Le Ministre de l’économie a réuni, le 28 février 2006, le Conseil National de la Consommation (CNC) pour étudier des pistes de réforme. Compte tenu des implications de telles modifications pour le commerce, la Chambre de Commerce et d’Industrie de Paris a souhaité formuler un certain nombre de propositions afin de contribuer à la réflexion actuellement engagée.
Avant tout, notre Compagnie tient à rappeler que les soldes doivent continuer à revêtir un caractère exceptionnel et avoir pour objet, conformément à l’esprit et à la lettre de la loi, l’écoulement des stocks d’invendus, justifiant ainsi la possibilité de revente à perte. Ils ne sauraient être conçus comme un moyen de préconstitution d’un stock spécialement à cet effet.
1) Sur la détermination d’une date unique et fixe du démarrage des soldes
Pour les soldes d’hiver
- Approbation d’une date nationale unique pour l’ensemble de la France, avec la préférence pour la fixation d’un jour de la semaine, premier ou deuxième mercredi de janvier ; la période entre la fin des fêtes et le début des soldes devant être la plus courte possible ;
- Simplifier dans le même temps, pour la vente en ligne, le régime du cybercommerçant aujourd’hui tributaire des dates du département de son siège social pour démarrer les soldes.Pour les soldes d’été
- Maintenir une date distincte afin de tenir compte des spécificités territoriales ; ainsi en Ile-de-France, cela permet de prévoir une date antérieure aux départs en vacances de la clientèle francilienne, sous réserve de l’hypothèse ci-après.
2) Sur la réduction de la durée des soldes
- Raccourcir les soldes d’hiver à quatre semaines.
- Maintenir la durée légale de six semaines pour les soldes d’été, sachant que chaque commerçant est libre de réaliser des soldes pour une durée inférieure à cette période.

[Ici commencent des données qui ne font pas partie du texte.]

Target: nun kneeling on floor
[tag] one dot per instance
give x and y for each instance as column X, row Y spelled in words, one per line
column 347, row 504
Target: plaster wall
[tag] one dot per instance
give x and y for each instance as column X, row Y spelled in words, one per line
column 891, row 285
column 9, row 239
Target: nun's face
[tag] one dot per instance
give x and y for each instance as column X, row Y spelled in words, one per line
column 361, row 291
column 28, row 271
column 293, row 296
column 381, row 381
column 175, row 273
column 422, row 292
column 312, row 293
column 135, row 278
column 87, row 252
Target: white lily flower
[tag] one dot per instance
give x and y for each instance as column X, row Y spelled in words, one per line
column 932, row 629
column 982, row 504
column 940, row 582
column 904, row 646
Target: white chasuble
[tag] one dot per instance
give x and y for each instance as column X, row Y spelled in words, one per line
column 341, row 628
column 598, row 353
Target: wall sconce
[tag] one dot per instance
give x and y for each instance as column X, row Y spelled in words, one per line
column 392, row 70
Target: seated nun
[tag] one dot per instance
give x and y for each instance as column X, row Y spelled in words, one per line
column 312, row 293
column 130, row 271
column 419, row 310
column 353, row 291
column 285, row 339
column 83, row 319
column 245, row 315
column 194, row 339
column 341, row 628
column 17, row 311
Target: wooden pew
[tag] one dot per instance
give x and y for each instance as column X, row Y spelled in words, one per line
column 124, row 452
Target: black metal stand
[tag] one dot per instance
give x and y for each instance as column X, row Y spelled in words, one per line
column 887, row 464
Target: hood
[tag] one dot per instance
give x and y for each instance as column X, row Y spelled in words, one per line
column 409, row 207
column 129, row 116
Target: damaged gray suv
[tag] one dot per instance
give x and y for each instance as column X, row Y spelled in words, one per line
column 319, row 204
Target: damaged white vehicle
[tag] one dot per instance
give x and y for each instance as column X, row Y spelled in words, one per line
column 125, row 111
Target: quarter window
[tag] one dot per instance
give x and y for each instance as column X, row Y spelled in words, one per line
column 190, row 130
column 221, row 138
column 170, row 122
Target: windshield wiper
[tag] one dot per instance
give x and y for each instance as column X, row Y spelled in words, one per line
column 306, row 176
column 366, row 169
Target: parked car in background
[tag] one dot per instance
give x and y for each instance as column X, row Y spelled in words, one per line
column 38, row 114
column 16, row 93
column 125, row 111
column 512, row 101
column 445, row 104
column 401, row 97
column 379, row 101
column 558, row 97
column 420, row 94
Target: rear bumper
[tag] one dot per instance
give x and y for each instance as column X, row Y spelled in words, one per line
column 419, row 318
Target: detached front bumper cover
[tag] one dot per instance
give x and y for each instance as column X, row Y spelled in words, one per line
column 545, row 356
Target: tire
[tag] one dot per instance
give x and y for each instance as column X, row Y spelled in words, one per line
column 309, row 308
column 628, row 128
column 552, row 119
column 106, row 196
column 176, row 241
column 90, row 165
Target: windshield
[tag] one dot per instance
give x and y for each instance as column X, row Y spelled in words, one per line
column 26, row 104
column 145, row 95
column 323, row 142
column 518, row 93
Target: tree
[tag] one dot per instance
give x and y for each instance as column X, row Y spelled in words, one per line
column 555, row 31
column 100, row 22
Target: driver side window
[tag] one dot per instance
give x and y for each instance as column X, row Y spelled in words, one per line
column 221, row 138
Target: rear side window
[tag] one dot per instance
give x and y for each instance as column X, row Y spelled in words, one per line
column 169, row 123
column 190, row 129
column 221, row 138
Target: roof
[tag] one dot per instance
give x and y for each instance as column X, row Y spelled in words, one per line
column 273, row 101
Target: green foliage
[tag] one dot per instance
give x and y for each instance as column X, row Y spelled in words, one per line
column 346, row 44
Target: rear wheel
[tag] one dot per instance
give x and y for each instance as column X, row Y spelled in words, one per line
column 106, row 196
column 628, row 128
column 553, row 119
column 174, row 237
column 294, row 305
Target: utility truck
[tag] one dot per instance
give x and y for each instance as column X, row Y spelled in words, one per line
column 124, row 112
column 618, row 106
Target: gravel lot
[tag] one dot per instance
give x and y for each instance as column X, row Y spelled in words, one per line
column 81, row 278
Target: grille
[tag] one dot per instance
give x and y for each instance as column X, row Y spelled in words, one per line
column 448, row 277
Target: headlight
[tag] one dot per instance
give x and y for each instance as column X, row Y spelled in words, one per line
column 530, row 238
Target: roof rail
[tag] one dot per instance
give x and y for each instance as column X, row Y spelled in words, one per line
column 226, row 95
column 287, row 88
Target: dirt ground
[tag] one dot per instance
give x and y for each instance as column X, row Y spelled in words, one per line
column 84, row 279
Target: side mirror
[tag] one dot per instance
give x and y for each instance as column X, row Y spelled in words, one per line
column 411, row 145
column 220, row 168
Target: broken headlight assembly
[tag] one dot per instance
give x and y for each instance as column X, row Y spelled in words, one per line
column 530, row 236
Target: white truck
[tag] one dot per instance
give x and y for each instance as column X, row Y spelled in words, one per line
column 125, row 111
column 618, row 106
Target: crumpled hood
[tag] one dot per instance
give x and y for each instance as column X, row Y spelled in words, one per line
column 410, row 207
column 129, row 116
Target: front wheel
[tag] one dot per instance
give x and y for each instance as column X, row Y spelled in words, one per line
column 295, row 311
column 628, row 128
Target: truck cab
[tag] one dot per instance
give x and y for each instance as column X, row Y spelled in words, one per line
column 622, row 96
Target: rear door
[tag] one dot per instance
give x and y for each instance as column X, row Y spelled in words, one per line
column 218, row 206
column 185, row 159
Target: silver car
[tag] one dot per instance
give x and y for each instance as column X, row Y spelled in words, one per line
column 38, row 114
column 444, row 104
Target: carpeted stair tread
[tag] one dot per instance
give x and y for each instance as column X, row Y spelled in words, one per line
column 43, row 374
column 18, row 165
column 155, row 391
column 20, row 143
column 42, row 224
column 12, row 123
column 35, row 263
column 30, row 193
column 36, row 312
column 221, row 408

- Si l’hypothèse d’un allongement de la période des soldes d’été à huit semaines débutant avant les vacances scolaires, soit fin juin, aurait pour but d’atténuer les distorsions entre la région parisienne et la province, elle comporterait d’importants inconvénients : une telle période serait très longue, se chevaucherait avec la mise en place des collections automne-hiver et, surtout, infléchirait encore davantage le principe d’interdiction de la revente à perte.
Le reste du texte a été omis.